Oil and Gas Royalty Accounting--Improvements Have Been Initiated but Continued Emphasis Is Needed To Ensure Success
AFMD-82-55: Published: Apr 27, 1982. Publicly Released: May 5, 1982.
- Full Report:
GAO was requested to evaluate the development of the new royalty system and to determine the extent to which it will improve the collection of royalties due from Federal and Indian lands.
Royalty collections have increased rapidly in recent years, primarily because of substantial increases in oil and gas prices and, with oil prices decontrolled, this trend can be expected to continue. Historically, a high priority has not been placed on collecting oil and gas royalties, and major problems have gone unchecked for over 20 years. As a result, large sums of royalty income may be going uncollected each year, and significant amounts of royalty income have been uncollected when due, thus increasing the Government's interest costs. The current royalty accounting system is in disarray. Oil and gas companies are essentially on an honor system to report accurately and pay royalties when due, and the Department of the Interior has been unable to account for the information reported to it, much less to verify this information. Interior is attempting to correct these longstanding problems and has placed an emphasis on the need for an effective royalty management system, which it is designing. However, Interior has not adequately considered: (1) acquiring data on the number of leases and wells for which it is responsible; (2) verifying the royalty computation; (3) developing a comprehensive plan for audits and inspections; and (4) planning the production phase of the new system which will permit production and sales data to be matched. Some corrective action has been taken; however, the problems confronting Interior in this area cannot be solved immediately.

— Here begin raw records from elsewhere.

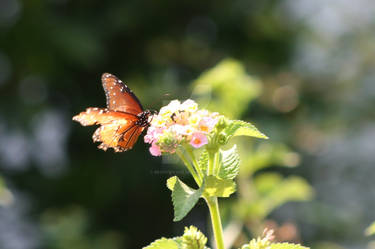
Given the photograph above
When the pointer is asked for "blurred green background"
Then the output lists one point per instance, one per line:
(302, 71)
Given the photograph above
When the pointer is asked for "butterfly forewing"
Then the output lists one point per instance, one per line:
(119, 96)
(121, 122)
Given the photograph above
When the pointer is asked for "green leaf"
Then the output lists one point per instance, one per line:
(163, 243)
(242, 128)
(230, 163)
(370, 230)
(219, 187)
(203, 161)
(193, 238)
(286, 246)
(184, 198)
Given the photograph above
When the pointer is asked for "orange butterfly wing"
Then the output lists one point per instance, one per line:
(117, 130)
(119, 96)
(121, 122)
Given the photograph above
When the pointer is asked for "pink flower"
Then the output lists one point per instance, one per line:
(152, 134)
(198, 140)
(155, 150)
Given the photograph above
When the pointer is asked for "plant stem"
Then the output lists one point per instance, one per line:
(211, 159)
(217, 164)
(195, 163)
(216, 221)
(189, 167)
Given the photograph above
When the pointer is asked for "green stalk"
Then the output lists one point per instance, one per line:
(217, 163)
(189, 167)
(195, 162)
(216, 221)
(211, 164)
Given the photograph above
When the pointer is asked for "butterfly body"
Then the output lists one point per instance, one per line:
(122, 122)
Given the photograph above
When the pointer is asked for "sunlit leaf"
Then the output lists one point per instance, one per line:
(219, 187)
(184, 198)
(242, 128)
(163, 243)
(171, 182)
(370, 230)
(230, 162)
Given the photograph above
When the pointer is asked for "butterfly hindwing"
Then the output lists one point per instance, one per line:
(117, 130)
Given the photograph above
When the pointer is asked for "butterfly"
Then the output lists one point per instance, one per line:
(122, 122)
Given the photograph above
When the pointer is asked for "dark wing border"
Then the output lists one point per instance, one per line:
(125, 88)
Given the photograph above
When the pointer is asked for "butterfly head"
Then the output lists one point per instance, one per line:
(145, 117)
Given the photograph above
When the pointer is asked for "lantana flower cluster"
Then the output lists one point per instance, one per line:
(179, 123)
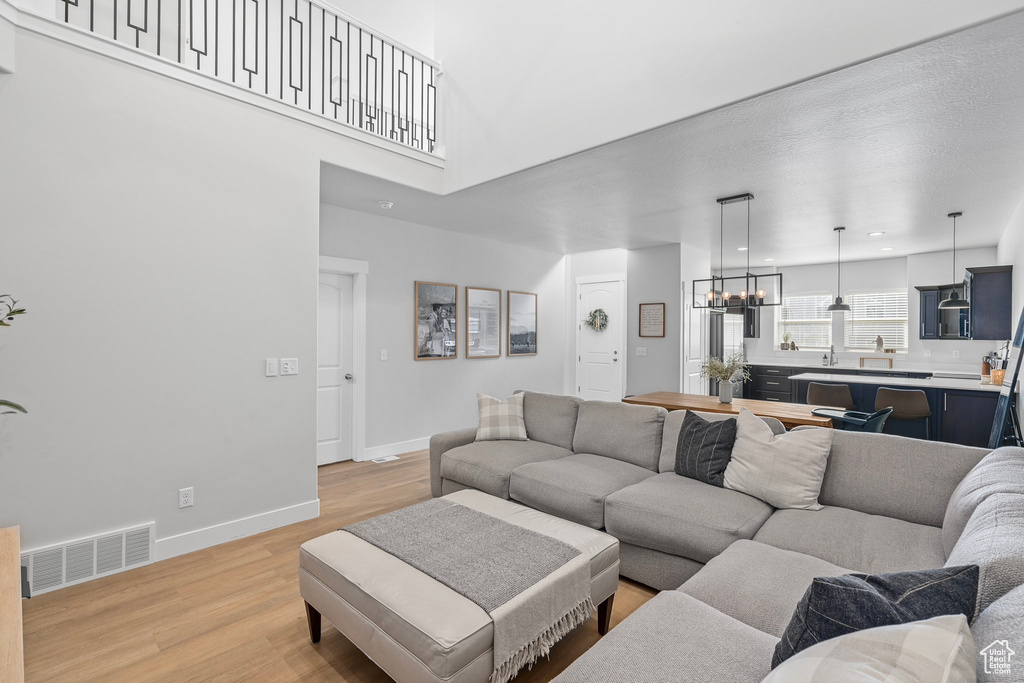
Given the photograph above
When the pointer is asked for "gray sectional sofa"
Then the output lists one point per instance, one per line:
(732, 567)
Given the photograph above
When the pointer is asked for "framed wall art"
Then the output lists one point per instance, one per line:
(483, 323)
(436, 321)
(522, 324)
(652, 319)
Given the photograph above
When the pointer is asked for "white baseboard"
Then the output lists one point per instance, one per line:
(189, 542)
(396, 449)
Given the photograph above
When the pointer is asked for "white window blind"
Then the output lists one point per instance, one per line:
(806, 316)
(877, 313)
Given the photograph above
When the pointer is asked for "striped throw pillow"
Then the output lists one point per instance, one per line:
(937, 649)
(501, 419)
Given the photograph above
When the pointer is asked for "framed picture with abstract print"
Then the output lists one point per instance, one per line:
(522, 324)
(483, 323)
(436, 321)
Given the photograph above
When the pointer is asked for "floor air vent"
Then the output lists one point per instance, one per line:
(76, 561)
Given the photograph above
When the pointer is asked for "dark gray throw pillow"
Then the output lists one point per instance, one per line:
(705, 447)
(838, 605)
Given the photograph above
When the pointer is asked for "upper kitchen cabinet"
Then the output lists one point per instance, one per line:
(989, 291)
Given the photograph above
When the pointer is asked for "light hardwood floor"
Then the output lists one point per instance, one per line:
(232, 612)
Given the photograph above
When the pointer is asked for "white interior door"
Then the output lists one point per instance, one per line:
(334, 369)
(600, 354)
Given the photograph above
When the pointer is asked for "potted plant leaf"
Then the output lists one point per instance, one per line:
(726, 372)
(8, 309)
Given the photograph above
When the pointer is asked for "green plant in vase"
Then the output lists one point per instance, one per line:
(8, 309)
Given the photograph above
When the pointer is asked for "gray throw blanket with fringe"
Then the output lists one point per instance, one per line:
(535, 588)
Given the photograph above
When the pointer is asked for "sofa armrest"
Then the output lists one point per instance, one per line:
(439, 443)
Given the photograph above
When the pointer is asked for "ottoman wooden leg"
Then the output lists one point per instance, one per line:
(312, 617)
(603, 614)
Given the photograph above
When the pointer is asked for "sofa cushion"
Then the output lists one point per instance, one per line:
(674, 422)
(759, 585)
(1000, 626)
(500, 419)
(937, 649)
(894, 476)
(674, 638)
(999, 472)
(487, 465)
(783, 470)
(992, 540)
(629, 433)
(573, 487)
(834, 606)
(864, 543)
(705, 449)
(550, 418)
(683, 516)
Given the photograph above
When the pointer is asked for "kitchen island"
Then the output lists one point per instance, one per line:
(962, 410)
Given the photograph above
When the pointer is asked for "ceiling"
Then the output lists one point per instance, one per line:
(892, 144)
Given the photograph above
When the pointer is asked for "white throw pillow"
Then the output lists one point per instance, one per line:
(501, 419)
(935, 650)
(783, 470)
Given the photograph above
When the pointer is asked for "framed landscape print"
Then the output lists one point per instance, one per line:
(522, 324)
(436, 321)
(483, 323)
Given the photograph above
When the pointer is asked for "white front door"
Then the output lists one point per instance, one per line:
(334, 369)
(600, 361)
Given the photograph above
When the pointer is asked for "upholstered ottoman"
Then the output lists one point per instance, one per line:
(414, 627)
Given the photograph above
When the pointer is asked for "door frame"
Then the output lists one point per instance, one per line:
(358, 270)
(623, 303)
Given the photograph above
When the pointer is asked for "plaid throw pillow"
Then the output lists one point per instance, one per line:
(501, 419)
(937, 649)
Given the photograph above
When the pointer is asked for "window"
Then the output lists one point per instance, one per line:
(877, 313)
(806, 316)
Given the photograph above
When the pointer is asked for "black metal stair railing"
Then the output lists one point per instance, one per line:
(297, 51)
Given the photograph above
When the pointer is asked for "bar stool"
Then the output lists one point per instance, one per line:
(907, 404)
(837, 395)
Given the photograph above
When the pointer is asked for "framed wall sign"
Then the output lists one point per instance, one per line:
(522, 324)
(483, 323)
(652, 319)
(436, 321)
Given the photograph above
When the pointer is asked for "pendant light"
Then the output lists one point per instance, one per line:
(954, 301)
(839, 305)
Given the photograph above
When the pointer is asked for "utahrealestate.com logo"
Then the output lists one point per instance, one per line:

Recommendation for Executive Action
Status: Closed - Not Implemented
Comments: When we confirm what actions the agency has taken in response to this recommendation, we will provide updated information.
Recommendation: The Secretary of the Interior should, no later than September 30, 1982, develop cost estimates, broken down by fiscal year and function, for the new royalty management program. This information, which should be furnished to cognizant congressional committees, should include milestones for implementation of specific system improvements and, as a minimum, should detail cost of personnel, contractor services, and computer equipment for the: (1) design and implementation of the accounting, production, and enhanced management phases; (2) performance of audits; (3) lease inspection function; and (4) reconciliation of existing lease account records.